Entonces Rafael sale del coche y la luz del sol le salpica lugares prohibidos.

Aleix se levanta, borra la sonrisa y se pone solemne cuando ve a Rafael.

—Lo siento mucho, señor —dice.

Se incorpora lentamente, eclipsa la luz del sol y proyecta una sombra reparadora sobre la cabeza del padre. Hache está aturdido.

Aleix continúa:

—Ha sido culpa mía. He cruzado sin mirar. Es mi primer día de clase y el colegio es nuevo. No estoy acostumbrado. Lo siento mucho. De verdad, señor.

El padre de Hache se saca las gafas de sol y mira hacia arriba y siente un pinchazo en el cuello. Pero la medicación y la influencia ultravioleta le arrancan una sonrisa dopada.

—¡Eres un San Pablo! ¿Te has dado en la cabeza? —le pregunta Rafael mientras se le acerca y le pide que se agache. El sol le estalla en la cara y se pone las gafas.

—No, no. No me he dado ningún golpe. He caído de culo.

Rafael le pide que se dé la vuelta y le sube la camiseta y le explora la espalda. Hay una leve mancha roja por encima del cóccix.

—¿Seguro que no te has dado en la cabeza?

—Seguro que no —dice Aleix.

Hache observa el metro sesenta y cinco de su padre y el metro infinito de Aleix y siente un escalofrío de guardia civil en la rabadilla, que será el lugar donde se concentren la mayoría de las sensaciones de su adolescencia.

Entonces, aparece otro vehículo. Es un Seat 600 color azul fuerte conducido por una mujer que parece francesa. O suiza. Es rubia y delgada. Lleva a dos niños altos y rubios en la parte de atrás, que se bajan enseguida.

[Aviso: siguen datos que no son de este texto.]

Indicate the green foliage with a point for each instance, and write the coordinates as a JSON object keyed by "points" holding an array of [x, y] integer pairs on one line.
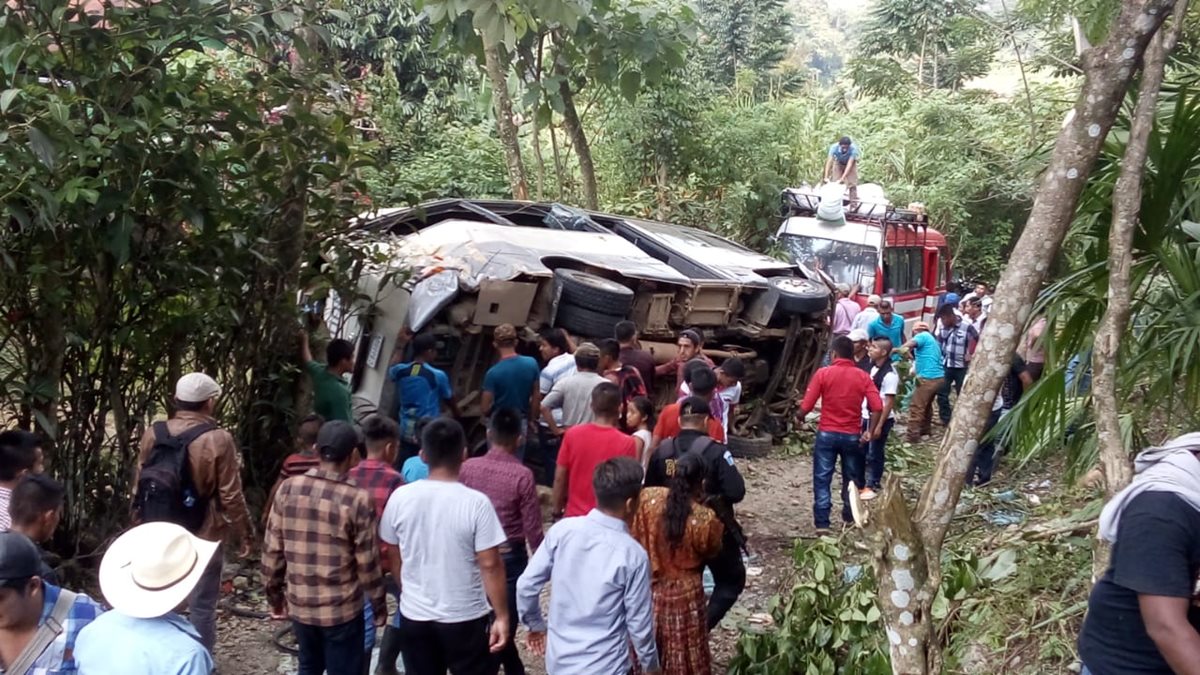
{"points": [[743, 35], [939, 43], [159, 197], [1158, 371], [827, 623]]}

—¡Hola, Hache! —dice el rubio más alto.

Hache contempla el cuerpo de Luis, el único amigo que tiene en la clase B. Es otro hijo del 74 que ha aprovechado el verano para alargarse. Luis sin duda ha conquistado la barrera del metro ochenta. Le ha cambiado la voz y parece recién afeitado. Su hermano pequeño, Marc, tiene dos años menos, o sea, once, lleva un parche en el ojo y una mochila cuadrada y también parece haber aprovechado los desayunos de agosto mejor que Hache.

—¿Y quién es este? —pregunta Luis. Y señala a Aleix despreocupadamente con la cabeza.

—Es uno que se ha caído del cielo —dice Hache.

—¡Exacto! —dice Aleix. Uno que se ha caído del espacio sideral.

Luis sonríe y Hache también, y Marc, el hermano pequeño, parece contrariado detrás de su parche gigante.

—Los tres miran a Aleix como si realmente fuese un marciano, algo que les pasará a infinidad de personas, miles de veces, a lo largo de los próximos años.